Nagasaki Kazuya, Nishizaki Yuji, Shimizu Taro, Yamamoto Yu, Shikino Kiyoshi, Kataoka Koshi, Kobayashi Hiroyuki, Tokuda Yasuharu
Department of Internal Medicine, Mito Kyodo General Hospital, University of Tsukuba, Ibaraki, Japan.
Division of Medical Education, Juntendo University School of Medicine, 2-1-1 Hongo Bunkyo-ku, Tokyo, 113-8421, Japan.
Sci Rep. 2025 May 15;15(1):16925. doi: 10.1038/s41598-025-00347-1.

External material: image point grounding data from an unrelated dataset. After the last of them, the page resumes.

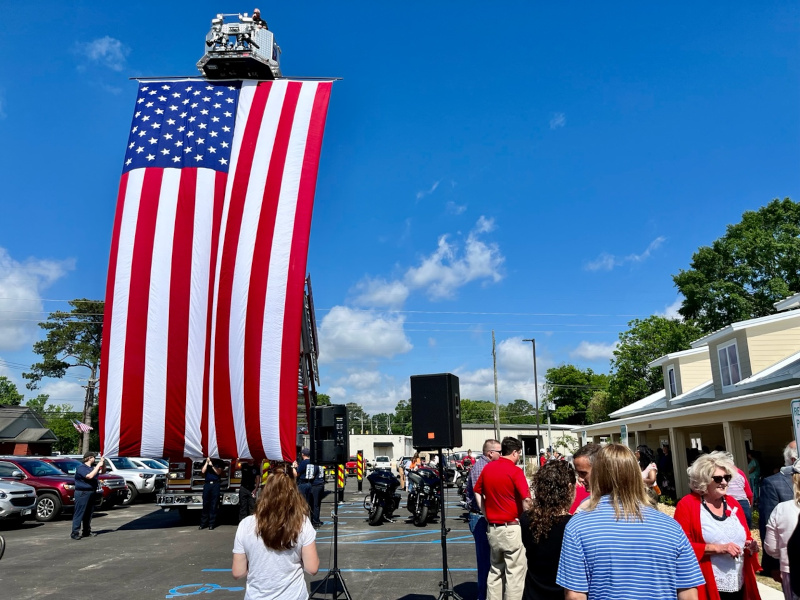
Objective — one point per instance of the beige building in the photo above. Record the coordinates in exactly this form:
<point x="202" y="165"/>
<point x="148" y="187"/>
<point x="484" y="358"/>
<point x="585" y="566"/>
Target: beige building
<point x="733" y="389"/>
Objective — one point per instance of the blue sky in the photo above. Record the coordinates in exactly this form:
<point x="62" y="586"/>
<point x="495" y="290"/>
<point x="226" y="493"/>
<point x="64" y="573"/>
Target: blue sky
<point x="540" y="170"/>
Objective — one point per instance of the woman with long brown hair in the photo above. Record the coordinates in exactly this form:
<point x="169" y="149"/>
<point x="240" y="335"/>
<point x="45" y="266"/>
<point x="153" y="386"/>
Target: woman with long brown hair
<point x="274" y="546"/>
<point x="553" y="490"/>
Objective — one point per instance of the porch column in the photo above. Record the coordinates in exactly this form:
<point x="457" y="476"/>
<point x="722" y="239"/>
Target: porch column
<point x="677" y="446"/>
<point x="734" y="442"/>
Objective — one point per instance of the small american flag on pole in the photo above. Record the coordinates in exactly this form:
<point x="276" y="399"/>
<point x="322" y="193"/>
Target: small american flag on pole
<point x="81" y="427"/>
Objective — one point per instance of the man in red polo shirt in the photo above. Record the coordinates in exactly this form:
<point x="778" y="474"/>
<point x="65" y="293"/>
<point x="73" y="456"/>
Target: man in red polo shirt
<point x="502" y="493"/>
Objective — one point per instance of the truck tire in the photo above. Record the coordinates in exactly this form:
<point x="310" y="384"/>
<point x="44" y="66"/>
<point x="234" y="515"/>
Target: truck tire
<point x="421" y="518"/>
<point x="48" y="507"/>
<point x="376" y="514"/>
<point x="131" y="494"/>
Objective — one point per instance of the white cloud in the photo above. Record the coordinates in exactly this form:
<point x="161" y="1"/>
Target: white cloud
<point x="380" y="293"/>
<point x="439" y="274"/>
<point x="21" y="307"/>
<point x="558" y="120"/>
<point x="455" y="209"/>
<point x="106" y="51"/>
<point x="594" y="351"/>
<point x="62" y="391"/>
<point x="346" y="334"/>
<point x="360" y="380"/>
<point x="671" y="311"/>
<point x="606" y="261"/>
<point x="422" y="193"/>
<point x="447" y="269"/>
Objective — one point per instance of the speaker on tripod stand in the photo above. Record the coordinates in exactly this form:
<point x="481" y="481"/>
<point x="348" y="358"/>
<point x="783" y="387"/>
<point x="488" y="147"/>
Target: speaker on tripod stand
<point x="436" y="425"/>
<point x="329" y="448"/>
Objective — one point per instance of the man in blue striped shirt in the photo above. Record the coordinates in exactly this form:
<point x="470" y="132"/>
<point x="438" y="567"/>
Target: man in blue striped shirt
<point x="620" y="547"/>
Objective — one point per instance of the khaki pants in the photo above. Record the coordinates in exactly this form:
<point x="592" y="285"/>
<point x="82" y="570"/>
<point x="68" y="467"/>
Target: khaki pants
<point x="509" y="564"/>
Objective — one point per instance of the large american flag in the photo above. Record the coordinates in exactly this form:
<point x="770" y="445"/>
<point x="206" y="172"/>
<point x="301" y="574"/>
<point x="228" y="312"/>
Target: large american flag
<point x="203" y="311"/>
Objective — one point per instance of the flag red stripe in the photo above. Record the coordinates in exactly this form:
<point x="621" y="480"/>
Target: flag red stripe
<point x="108" y="310"/>
<point x="179" y="296"/>
<point x="292" y="319"/>
<point x="223" y="412"/>
<point x="135" y="345"/>
<point x="260" y="273"/>
<point x="219" y="201"/>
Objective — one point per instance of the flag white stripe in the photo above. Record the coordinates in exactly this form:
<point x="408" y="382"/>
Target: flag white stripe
<point x="198" y="309"/>
<point x="246" y="94"/>
<point x="244" y="256"/>
<point x="155" y="366"/>
<point x="119" y="322"/>
<point x="272" y="331"/>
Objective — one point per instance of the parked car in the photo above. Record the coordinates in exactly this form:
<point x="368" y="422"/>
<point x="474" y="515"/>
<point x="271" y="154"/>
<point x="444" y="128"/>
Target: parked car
<point x="150" y="463"/>
<point x="138" y="481"/>
<point x="17" y="501"/>
<point x="112" y="487"/>
<point x="55" y="490"/>
<point x="383" y="463"/>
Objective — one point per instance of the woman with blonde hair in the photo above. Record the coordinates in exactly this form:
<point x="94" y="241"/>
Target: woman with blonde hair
<point x="716" y="527"/>
<point x="275" y="545"/>
<point x="780" y="527"/>
<point x="622" y="547"/>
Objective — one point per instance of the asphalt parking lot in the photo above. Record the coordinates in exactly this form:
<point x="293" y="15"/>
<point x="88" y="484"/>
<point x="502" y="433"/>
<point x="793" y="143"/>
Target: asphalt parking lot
<point x="143" y="552"/>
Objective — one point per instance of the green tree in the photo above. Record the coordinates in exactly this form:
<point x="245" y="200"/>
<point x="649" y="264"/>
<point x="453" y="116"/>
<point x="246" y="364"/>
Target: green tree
<point x="37" y="404"/>
<point x="357" y="419"/>
<point x="743" y="273"/>
<point x="645" y="341"/>
<point x="599" y="407"/>
<point x="59" y="419"/>
<point x="401" y="421"/>
<point x="9" y="396"/>
<point x="72" y="340"/>
<point x="518" y="412"/>
<point x="570" y="389"/>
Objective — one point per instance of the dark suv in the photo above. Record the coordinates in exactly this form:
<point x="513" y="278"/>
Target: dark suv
<point x="112" y="487"/>
<point x="55" y="491"/>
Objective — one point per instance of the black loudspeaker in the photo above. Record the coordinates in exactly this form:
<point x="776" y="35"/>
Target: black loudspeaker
<point x="435" y="411"/>
<point x="329" y="437"/>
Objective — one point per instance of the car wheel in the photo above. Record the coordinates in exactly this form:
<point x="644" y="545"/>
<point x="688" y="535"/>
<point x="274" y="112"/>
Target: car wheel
<point x="130" y="495"/>
<point x="48" y="507"/>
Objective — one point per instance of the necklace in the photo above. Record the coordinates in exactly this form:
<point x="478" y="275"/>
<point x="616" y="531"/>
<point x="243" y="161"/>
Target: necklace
<point x="724" y="509"/>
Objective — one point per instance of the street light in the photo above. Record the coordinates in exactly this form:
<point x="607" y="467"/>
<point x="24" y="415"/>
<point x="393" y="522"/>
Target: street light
<point x="536" y="393"/>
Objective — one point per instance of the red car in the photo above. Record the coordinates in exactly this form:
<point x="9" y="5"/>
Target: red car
<point x="55" y="490"/>
<point x="111" y="486"/>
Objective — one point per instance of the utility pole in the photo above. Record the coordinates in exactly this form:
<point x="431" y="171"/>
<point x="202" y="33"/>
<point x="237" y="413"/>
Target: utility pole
<point x="496" y="397"/>
<point x="536" y="394"/>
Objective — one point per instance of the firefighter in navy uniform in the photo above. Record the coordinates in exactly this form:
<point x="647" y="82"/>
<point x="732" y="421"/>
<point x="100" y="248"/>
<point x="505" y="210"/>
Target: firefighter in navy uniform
<point x="212" y="469"/>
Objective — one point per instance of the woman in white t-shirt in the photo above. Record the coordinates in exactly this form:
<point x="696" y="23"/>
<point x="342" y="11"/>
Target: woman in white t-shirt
<point x="275" y="545"/>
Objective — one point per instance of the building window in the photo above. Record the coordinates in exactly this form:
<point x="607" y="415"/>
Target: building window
<point x="673" y="387"/>
<point x="729" y="364"/>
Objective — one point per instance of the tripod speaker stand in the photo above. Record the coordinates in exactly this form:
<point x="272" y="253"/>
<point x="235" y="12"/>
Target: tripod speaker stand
<point x="444" y="585"/>
<point x="334" y="575"/>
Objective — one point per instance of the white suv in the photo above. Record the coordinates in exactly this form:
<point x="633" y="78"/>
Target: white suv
<point x="382" y="463"/>
<point x="139" y="481"/>
<point x="16" y="500"/>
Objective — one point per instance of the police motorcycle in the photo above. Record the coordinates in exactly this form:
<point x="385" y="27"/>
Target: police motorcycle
<point x="383" y="497"/>
<point x="424" y="501"/>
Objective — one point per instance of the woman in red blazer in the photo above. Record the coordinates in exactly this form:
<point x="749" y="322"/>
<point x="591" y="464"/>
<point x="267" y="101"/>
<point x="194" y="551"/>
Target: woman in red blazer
<point x="716" y="527"/>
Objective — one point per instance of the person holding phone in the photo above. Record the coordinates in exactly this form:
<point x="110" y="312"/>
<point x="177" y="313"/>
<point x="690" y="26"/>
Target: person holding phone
<point x="212" y="470"/>
<point x="85" y="489"/>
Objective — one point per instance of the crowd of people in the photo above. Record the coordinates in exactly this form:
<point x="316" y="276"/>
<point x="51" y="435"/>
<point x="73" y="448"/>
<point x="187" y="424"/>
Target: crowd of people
<point x="581" y="529"/>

Japan's workplace reforms, including a 60-hour weekly work limit for medical residents, that has been in effect from April 2024, have raised concerns about compliance and its impact on training quality. This study analyzed data from 17,967 residents who participated in the General Medicine In-Training Examination from 2019 to 2022, focusing on weekly duty hours, clinical responsibilities, and training environments. Duty hours increased from 2019 to 2021, before declining in 2022. The proportion of residents working over 60 h per week decreased from 57 to 49%, while those working under 50 h increased from 12 to 19%. Concurrently, the percentage of residents managing zero to four inpatients rose from 18 to 39%. University hospital residents reported shorter duty hours but fewer patient encounters and diminished clinical exposure compared to community hospital residents. These findings underscore the educational consequences of duty-hour restrictions, particularly in university hospitals, where reduced clinical responsibilities may compromise competency-based training. The results highlight the need for balanced policies that ensure compliance while maintaining sufficient clinical exposure. Future reforms should prioritize equitable workload distribution, increased clinical opportunities, and targeted interventions to address disparities between hospital types, thereby ensuring the dual goals of resident well-being and high-quality medical education.
日本的职场改革,包括自2024年4月起对住院医师实施每周60小时的工作时长限制,引发了人们对合规性及其对培训质量影响的担忧。本研究分析了2019年至2022年期间参加普通内科住院医师培训考试的17967名住院医师的数据,重点关注每周工作时长、临床职责和培训环境。工作时长在2019年至2021年期间增加,之后在2022年下降。每周工作超过60小时的住院医师比例从57%降至49%,而每周工作少于50小时的住院医师比例从12%增至19%。与此同时,负责管理0至4名住院患者的住院医师比例从18%升至39%。与社区医院的住院医师相比,大学医院的住院医师报告的工作时长较短,但患者接触机会较少,临床接触也较少。这些发现强调了工作时长限制的教育后果,尤其是在大学医院,临床职责的减少可能会损害基于能力的培训。结果凸显了制定平衡政策的必要性,这些政策既要确保合规,又要保持足够的临床接触。未来的改革应优先考虑公平的工作量分配、增加临床机会以及针对性干预措施,以解决不同类型医院之间的差异,从而确保住院医师福祉和高质量医学教育这两个双重目标的实现。